Şiddet kabiliyeti ve tehdit potansiyeli halen kütlevi olarak bir veya birkaç grubun elinde olduğu için iktidar bir o yana bir bu yana akan tepsideki su gibidir. Herkesin herkes için bir tehdit hâline gelmesi gerekiyor. Herkesin herkese muhtaç hâle gelmesi gerekiyor. (Kaderin cilvesi: Daha düne kadar Kürdler üzerinde tahakküm kibri ile hareket edenler bugün Kürdlere muhtaç hâle geliyorlar.) Ne zaman ki kütlevi şiddet ve tehdit kabiliyeti iyice atomize olup bireyler seviyesinde herkese dağılır, işte o zaman demokrasiden sözedebiliriz.

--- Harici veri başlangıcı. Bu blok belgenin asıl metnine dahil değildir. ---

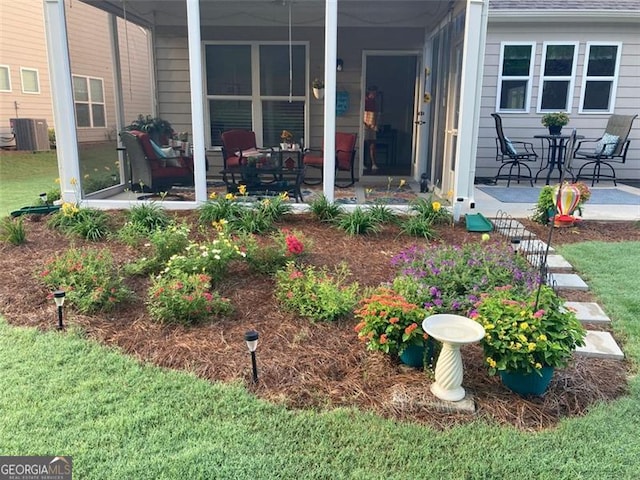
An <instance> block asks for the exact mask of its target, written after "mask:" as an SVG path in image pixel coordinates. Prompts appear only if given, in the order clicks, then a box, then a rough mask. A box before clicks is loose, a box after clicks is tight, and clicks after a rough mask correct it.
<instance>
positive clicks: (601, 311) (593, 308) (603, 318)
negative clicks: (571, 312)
mask: <svg viewBox="0 0 640 480" xmlns="http://www.w3.org/2000/svg"><path fill="white" fill-rule="evenodd" d="M564 306H565V307H566V308H569V309H572V310H574V311H575V312H576V317H577V318H578V320H580V321H581V322H584V323H611V319H610V318H609V317H608V316H607V314H606V313H604V310H602V308H600V305H598V304H597V303H593V302H565V303H564Z"/></svg>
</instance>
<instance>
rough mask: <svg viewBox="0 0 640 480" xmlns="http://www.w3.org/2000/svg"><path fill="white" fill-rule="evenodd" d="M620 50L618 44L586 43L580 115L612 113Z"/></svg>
mask: <svg viewBox="0 0 640 480" xmlns="http://www.w3.org/2000/svg"><path fill="white" fill-rule="evenodd" d="M621 49H622V45H621V44H620V43H607V44H602V43H599V44H595V43H587V50H586V52H585V65H584V67H583V76H582V92H581V97H580V113H583V112H584V113H588V112H600V113H613V110H614V106H615V103H616V102H615V100H616V98H615V97H616V86H617V84H618V69H619V68H620V50H621Z"/></svg>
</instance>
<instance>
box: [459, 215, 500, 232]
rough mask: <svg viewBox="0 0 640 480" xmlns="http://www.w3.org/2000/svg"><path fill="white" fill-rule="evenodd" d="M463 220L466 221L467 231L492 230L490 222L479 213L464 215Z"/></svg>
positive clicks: (491, 224) (492, 229)
mask: <svg viewBox="0 0 640 480" xmlns="http://www.w3.org/2000/svg"><path fill="white" fill-rule="evenodd" d="M465 220H466V222H467V232H491V231H492V230H493V225H492V224H491V222H490V221H489V220H487V217H485V216H484V215H482V214H481V213H474V214H472V215H465Z"/></svg>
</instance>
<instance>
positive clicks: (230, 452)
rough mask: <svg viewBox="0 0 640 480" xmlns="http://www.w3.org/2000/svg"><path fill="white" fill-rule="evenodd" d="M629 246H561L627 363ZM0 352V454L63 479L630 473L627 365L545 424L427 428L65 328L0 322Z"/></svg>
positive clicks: (633, 347)
mask: <svg viewBox="0 0 640 480" xmlns="http://www.w3.org/2000/svg"><path fill="white" fill-rule="evenodd" d="M639 247H640V244H638V243H624V244H604V243H602V244H582V245H571V246H566V247H562V248H561V253H562V254H563V255H566V258H567V259H569V261H570V262H572V263H574V265H575V266H576V267H577V268H578V270H579V271H580V273H581V275H582V276H583V277H584V278H586V279H588V282H590V283H592V284H593V288H594V290H595V292H596V294H597V295H598V296H599V298H600V299H601V303H602V304H603V306H604V308H605V310H606V311H607V312H609V314H610V315H611V316H612V319H613V326H614V328H615V330H616V332H621V333H623V334H624V335H625V336H626V337H627V340H628V343H627V344H626V345H625V346H624V350H625V351H626V352H627V353H629V356H630V357H631V358H632V360H633V361H635V362H636V363H637V360H638V357H637V352H638V346H639V344H640V336H638V334H637V326H634V323H637V319H638V318H639V315H638V314H639V313H640V311H639V306H638V302H637V300H635V298H634V295H636V284H635V282H633V281H630V279H632V278H638V276H637V274H638V267H637V266H636V265H638V263H640V262H639V260H640V258H639V255H640V248H639ZM596 252H597V256H596ZM602 259H606V262H605V261H603V260H602ZM611 264H613V265H611ZM632 275H635V276H632ZM609 285H612V286H613V287H609ZM627 299H628V300H629V301H627ZM620 303H622V305H619V304H620ZM241 343H243V342H242V340H241V339H240V340H239V341H238V345H237V349H238V352H240V351H242V349H243V345H241ZM0 352H1V353H0V371H1V372H2V375H0V391H1V392H2V395H0V412H2V422H0V455H27V454H42V455H61V454H64V455H73V464H74V473H75V477H76V478H88V479H93V478H101V479H109V478H114V479H115V478H135V479H147V478H149V479H164V478H167V479H183V478H224V479H245V478H246V479H253V478H256V479H263V478H264V479H273V478H283V479H294V478H295V479H297V478H304V479H342V478H344V479H347V478H349V479H352V478H353V479H378V478H379V479H407V478H429V479H430V478H433V479H503V478H504V479H506V478H535V479H549V480H552V479H553V480H556V479H597V480H600V479H635V478H637V477H638V465H639V464H640V441H639V440H638V432H639V431H640V415H638V412H639V411H640V381H639V380H638V378H637V377H636V378H633V379H632V380H631V384H630V390H631V391H630V394H629V395H628V396H626V397H624V398H621V399H619V400H617V401H615V402H613V403H611V404H606V405H597V406H594V408H593V409H592V410H591V411H590V412H589V414H588V415H586V416H585V417H582V418H574V419H569V420H565V421H563V422H561V423H560V425H559V426H558V427H557V428H555V429H551V430H547V431H544V432H539V433H528V432H520V431H517V430H515V429H513V428H505V427H497V426H495V425H490V424H487V423H486V422H484V421H481V420H477V421H475V422H473V423H471V424H468V425H464V426H460V427H456V428H452V429H450V430H447V431H444V432H439V431H435V430H433V429H431V428H428V427H422V426H418V425H409V424H405V423H398V422H393V421H389V420H384V419H382V418H379V417H377V416H375V415H372V414H366V413H360V412H356V411H353V410H348V409H338V410H333V411H330V412H312V411H302V412H292V411H288V410H286V409H284V408H282V407H281V406H277V405H271V404H268V403H266V402H263V401H260V400H257V399H256V398H254V397H253V396H251V395H250V394H248V393H247V392H246V391H245V389H244V388H243V387H242V386H240V385H221V384H210V383H208V382H206V381H204V380H200V379H197V378H195V377H194V376H192V375H190V374H188V373H183V372H174V371H169V370H164V369H160V368H158V367H154V366H149V365H141V364H140V363H138V362H137V361H135V360H134V359H132V358H130V357H128V356H124V355H122V354H120V353H118V352H117V351H115V350H113V349H109V348H107V347H104V346H101V345H98V344H96V343H95V342H92V341H87V340H86V339H84V338H82V336H81V335H80V334H77V333H74V332H70V333H67V334H59V333H57V332H55V331H50V332H44V333H43V332H41V331H38V330H34V329H26V328H17V327H10V326H8V325H7V324H6V323H4V322H0ZM234 352H235V350H234ZM238 354H241V353H229V355H238ZM259 358H260V356H259V352H258V359H259ZM594 361H595V360H594Z"/></svg>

O zamana kadar ya çoğunluğun azınlığa baskısı ya da azınlığın çoğunluğa baskısıyla karşılaşacağız. Demokrasi, toplumdaki şiddet kabiliyeti olanların muhataplarına hükmedememe noktasında çareyi anlaşmada aramasıyla ortaya çıkar.
Bugün Türkiye’de daha yeni hukuk doğuyor. Öyle tepeden gelen soyut hukuk değil. Kanlı, canlı, ıstıraplı hakiki hukuk. Kutsallığı, ulaşılmasında ödenen bedellerle doğacak bir hukuk. Anayasa’da özgürlük tesellisi arayanlar bilin ki layık olduğunuz ve yönetildiğiniz gizli fiilî anayasanız Kırmızı Kitap’tır. Kırmızı Kitabın içine herkesi sokup onu açık ve meşru Anayasa’ya dönüştürmek ise sizi demokrasiye götürecek yoldur.
Dindarlık ve ahlak arasındaki bağ ve buna dair hüsnuzan iktidar katlarında realpolitik kayalara çarpıp paramparça oldu. Bencillikler çırılçıplak hâlleriyle görünür oldu. Hak hırsızlıklarına örtü hâline gelen dindarlık, din kardeşliği gibi kutsal tütsülerin dumanı dağılıyor. Gerçekçi bir hukuk ve yüzleşme için dibi ha bulduk ha bulacağız. İşte oradan gerçek bir Anayasa doğacak.
BİR JESTİN ANATOMİSİ:
Kral kendi çıplaklığı ortaya çıkmasın diye tevazudan sorumlu memuruna emirle zırhlı kürk giydiriyor. Ortaya garip iki sonuç çıkıyor: “Ye kral ye” ve “kürk çıplak!”